Part 20

29.3K 464 2
                                        

"Noah, you'd better keep that shit in your bag. Now!"

"No, aku ingin bermain denganmu menggunakan ini. I think i'm addicted to that movie, sayang? Hahaha." Noah yang masih asyik menggoda Lana  membuatnya tersenyum lebar.

Tak dipungkiri melihat kekasihnya yang panik, juga pipinya yang memerah membuat dirinya terkekeh kecil.

Lana kemudian menghampiri Noah, mengabaikan pria itu yang masih setia memegang benda dewasa tersebut.

"I am glad you're feeling better now..." ucapnya sembari memegang kening Noah yang sudah tak demam itu.

Noah mengangguk menyetujui, "Sepertinya karena teh buatanmu," balasnya, diikuti dengan kecupan kecil yang mendarat di pipi Lana.

Ting! Tong!

Bel pintu tiba-tiba saja berbunyi. Lana dengan sigap membalikkan badan dan berjalan menuju pintu. Dilihatnya dari arah jendela, ada seorang pria yang bertubuh tinggi dengan kulitnya yang sawo matang.

Setelah dibukakan pintu, Lana mempersilakan masuk Mr. Ashton yang sudah membawa kantong belanjaan.

"Hello! I am Mr. Ashton, Good evening, Ms?" sapa Mr. Ashton dengan aksen khas yang kental. Jika mendengar suaranya, sepertinya beliau bukan dari Indonesia.

"Lana."

Pria berumur tiga puluh tahunan itu mengangguk, "Okay, Miss Lana. Dimana area dapur untuk saya masak?"

"Oh, disini. Mari ikut saya." Lana dan Mr. Ashton akhirnya pergi ke area dapur.

Disana Mr. Ashton mendapat penjelasan dari Lana mengenai semua tempat alat masak dan bumbu yang akan dipakai. Beberapa memang ada bumbu yang tidak lengkap, akan tetapi untungnya Mr. Ashton sudah membelinya lebih dulu.

"So, hari ini. Saya masak akan khas Asian, bos minta seperti itu."

Lana yang mendengarnya hanya mengiyakan. Dilihatnya Mr. Ashton yang kini sedang mengupasi kulit beberapa udang. Tak lupa chef itu juga memasukan mie beras ke dalam air hangat.

Kekasih dari CEO Aldys ini mengernyit bingung, "Kenapa tidak di rebus mie-nya, Chef?"
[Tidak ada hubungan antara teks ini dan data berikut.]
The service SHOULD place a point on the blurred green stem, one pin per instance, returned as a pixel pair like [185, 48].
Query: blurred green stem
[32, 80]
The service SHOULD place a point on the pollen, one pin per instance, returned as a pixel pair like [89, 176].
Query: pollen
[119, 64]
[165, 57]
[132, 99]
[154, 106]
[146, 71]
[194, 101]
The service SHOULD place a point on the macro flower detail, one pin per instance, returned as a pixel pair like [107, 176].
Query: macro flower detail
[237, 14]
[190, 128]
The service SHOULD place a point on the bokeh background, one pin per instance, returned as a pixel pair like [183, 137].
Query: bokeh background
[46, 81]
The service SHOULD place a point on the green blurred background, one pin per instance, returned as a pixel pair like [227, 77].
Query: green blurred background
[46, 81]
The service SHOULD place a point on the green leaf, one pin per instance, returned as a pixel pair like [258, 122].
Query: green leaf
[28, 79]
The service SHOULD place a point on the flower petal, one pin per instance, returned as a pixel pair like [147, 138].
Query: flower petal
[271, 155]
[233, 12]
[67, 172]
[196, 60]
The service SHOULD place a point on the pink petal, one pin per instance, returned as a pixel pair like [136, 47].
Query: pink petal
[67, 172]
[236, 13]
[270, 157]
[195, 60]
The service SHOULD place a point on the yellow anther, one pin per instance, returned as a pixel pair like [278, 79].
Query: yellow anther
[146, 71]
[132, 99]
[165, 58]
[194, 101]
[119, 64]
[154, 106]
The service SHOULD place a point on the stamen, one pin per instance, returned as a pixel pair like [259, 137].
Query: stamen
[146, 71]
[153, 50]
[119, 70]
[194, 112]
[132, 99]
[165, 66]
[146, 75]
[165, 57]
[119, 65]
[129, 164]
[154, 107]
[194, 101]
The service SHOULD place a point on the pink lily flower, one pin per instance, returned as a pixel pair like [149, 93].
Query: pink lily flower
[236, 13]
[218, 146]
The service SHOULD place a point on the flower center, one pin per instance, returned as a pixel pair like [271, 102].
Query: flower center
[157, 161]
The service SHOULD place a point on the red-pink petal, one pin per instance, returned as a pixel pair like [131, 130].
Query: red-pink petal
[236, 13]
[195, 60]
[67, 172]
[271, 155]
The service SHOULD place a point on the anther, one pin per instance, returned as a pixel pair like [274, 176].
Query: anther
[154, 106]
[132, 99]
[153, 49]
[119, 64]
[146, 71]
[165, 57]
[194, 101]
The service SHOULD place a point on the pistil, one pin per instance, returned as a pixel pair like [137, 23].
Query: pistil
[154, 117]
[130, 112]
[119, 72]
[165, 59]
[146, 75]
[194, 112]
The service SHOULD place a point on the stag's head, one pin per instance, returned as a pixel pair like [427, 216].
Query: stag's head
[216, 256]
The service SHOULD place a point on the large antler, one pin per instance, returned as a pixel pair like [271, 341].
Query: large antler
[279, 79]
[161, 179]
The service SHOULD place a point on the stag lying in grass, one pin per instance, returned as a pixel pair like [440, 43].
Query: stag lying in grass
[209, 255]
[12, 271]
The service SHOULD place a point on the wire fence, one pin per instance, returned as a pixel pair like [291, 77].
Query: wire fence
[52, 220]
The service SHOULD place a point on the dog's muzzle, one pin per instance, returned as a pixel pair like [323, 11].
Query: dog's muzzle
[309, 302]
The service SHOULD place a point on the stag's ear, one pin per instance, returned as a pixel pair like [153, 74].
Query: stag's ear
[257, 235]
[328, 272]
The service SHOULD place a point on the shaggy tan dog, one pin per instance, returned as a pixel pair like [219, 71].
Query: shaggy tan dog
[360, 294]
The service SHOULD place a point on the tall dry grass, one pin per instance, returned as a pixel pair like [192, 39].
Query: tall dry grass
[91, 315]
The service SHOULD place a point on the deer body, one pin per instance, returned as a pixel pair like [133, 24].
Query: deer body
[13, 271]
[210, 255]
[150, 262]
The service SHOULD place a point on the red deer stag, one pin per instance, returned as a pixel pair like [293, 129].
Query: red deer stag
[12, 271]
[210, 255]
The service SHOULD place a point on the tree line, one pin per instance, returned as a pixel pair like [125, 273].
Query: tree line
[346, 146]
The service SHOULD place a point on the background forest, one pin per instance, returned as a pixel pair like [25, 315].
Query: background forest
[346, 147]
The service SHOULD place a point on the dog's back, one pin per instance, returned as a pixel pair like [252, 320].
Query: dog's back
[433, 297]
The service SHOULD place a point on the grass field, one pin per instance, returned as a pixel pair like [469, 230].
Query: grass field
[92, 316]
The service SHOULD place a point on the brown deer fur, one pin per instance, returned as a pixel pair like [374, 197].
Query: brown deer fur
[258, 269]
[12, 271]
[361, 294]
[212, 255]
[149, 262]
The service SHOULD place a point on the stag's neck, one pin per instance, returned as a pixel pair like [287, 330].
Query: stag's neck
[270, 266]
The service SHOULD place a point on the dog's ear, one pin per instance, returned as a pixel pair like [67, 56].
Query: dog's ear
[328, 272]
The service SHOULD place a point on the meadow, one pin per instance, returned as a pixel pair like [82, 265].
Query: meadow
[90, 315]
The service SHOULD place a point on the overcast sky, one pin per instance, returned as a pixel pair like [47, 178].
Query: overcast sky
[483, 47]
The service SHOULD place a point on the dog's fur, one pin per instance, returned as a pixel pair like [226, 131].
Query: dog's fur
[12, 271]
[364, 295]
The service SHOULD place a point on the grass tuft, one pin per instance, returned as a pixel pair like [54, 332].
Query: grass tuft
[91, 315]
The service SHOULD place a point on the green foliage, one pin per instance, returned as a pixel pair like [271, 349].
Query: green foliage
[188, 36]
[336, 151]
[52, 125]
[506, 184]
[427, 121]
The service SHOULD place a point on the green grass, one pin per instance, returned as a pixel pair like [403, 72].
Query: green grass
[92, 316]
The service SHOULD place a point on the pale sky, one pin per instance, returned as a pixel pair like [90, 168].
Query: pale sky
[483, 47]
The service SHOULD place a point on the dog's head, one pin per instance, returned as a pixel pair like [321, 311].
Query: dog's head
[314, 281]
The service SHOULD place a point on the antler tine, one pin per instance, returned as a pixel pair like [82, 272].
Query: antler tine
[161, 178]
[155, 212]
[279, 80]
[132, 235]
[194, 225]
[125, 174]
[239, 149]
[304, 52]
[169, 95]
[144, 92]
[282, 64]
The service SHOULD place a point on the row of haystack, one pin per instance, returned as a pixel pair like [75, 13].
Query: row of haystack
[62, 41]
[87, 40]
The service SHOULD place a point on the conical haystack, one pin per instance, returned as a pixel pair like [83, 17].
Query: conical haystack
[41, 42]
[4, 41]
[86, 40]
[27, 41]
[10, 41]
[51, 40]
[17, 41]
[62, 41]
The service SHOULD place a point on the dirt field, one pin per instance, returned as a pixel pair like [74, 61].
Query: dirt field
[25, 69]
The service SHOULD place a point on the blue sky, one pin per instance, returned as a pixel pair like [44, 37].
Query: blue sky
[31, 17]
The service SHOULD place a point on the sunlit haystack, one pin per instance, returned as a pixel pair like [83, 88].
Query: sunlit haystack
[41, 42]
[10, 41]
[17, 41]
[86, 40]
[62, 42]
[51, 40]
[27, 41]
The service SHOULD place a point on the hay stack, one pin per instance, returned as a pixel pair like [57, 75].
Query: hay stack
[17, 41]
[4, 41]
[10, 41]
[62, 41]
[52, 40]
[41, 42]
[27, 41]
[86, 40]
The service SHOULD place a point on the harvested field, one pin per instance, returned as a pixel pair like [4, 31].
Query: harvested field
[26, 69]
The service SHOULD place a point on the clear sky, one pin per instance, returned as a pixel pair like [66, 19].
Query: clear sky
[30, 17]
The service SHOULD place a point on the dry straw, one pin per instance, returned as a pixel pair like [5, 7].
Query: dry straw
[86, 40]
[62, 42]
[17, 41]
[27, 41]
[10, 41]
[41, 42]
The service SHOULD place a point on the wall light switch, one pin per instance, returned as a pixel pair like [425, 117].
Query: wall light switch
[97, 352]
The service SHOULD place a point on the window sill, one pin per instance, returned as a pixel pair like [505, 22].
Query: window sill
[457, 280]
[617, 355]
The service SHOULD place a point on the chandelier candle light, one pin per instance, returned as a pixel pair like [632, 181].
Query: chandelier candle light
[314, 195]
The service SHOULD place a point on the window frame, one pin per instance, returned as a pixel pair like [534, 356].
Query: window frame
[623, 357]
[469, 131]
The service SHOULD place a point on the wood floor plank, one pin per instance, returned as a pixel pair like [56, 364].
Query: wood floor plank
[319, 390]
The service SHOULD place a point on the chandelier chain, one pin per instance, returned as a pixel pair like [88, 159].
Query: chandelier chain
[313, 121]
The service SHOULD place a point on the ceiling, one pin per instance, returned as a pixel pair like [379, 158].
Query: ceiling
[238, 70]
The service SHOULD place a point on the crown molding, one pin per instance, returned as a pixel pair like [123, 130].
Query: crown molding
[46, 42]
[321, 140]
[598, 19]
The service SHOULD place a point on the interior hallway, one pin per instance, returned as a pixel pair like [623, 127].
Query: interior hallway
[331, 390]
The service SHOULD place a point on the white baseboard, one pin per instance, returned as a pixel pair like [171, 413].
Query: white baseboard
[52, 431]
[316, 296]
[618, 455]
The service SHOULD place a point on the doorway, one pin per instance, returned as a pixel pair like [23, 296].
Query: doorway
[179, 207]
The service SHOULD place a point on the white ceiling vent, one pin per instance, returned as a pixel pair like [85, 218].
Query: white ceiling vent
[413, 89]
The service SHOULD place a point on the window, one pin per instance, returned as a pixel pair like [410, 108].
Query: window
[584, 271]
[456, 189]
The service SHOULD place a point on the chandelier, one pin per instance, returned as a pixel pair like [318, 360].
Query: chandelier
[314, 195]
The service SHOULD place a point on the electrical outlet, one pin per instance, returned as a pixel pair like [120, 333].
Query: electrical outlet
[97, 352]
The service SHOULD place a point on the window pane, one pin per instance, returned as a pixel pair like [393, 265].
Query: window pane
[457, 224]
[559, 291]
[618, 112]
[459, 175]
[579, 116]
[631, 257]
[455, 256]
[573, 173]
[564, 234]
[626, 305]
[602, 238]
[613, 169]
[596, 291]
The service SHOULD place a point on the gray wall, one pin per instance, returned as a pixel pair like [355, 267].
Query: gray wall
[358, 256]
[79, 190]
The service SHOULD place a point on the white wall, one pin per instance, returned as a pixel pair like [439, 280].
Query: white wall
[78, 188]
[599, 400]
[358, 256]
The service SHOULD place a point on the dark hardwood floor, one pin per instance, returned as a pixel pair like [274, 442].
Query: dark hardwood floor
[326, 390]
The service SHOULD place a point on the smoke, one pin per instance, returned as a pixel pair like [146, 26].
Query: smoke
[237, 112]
"Kamu dapat panggil saya Ashton saja," balas Mr. Ashton dengan tersenyum. "Jika saya merebus di air mendidih, mie ini akan lembek sangat."

Lana hanya mengeluarkan suara 'oh' kecil, tanda ia memahami.

"Saya akan hari ini buat Pad Thai, khas Thailand. Mengingat hari ini bos tidak sehat, makanan ini akan menjadi pembangkit selera karena ada sedikit asam dari tamarind ini," kata Mr. Ashton dengan menunjukkan tamarind pada Lana.

Sebenarnya Lana sedikit tidak memahami Bahasa Indonesia yang Mr. Ashton ucapkan. Terlebih aksennya yang kental membuat Lana tambah bingung.

"Maaf, saya lupa! Saya Bahasa Indonesia kurang bagus, saya dari Malaysia dengan keturunan India. Sedikit saja bisa bicara."

Lana pun menggaruk kepalanya yang tak gatal itu. Sepertinya ia ketahuan menunjukkan ekspresi bingung di depan Mr. Ashton.

Karena Mr. Ashton menyadarinya, membuat Lana tak kuasa menahan tanya, "Tapi aksenmu tak seperti orang malaysia."

Mr. Ashton tertawa karena sering sekali orang berpikiran yang sama seperti Lana, "Miss orang ke seratus yang mengucapkannya," balas Chef tersebut sembari menumis udang dan memecahkan telur di atasnya.

Setelah itu, Mr. Ashton mulai memasukkan mie beras yang sudah direndam air hangat itu. Tak lupa ia menambahkan saus tamarind beberapa sendok, gula aren dan kecap ikan. Dengan lihainya Chef tersebut mengaduk rata mie tersebut di atas pan yang sudah cukup panas.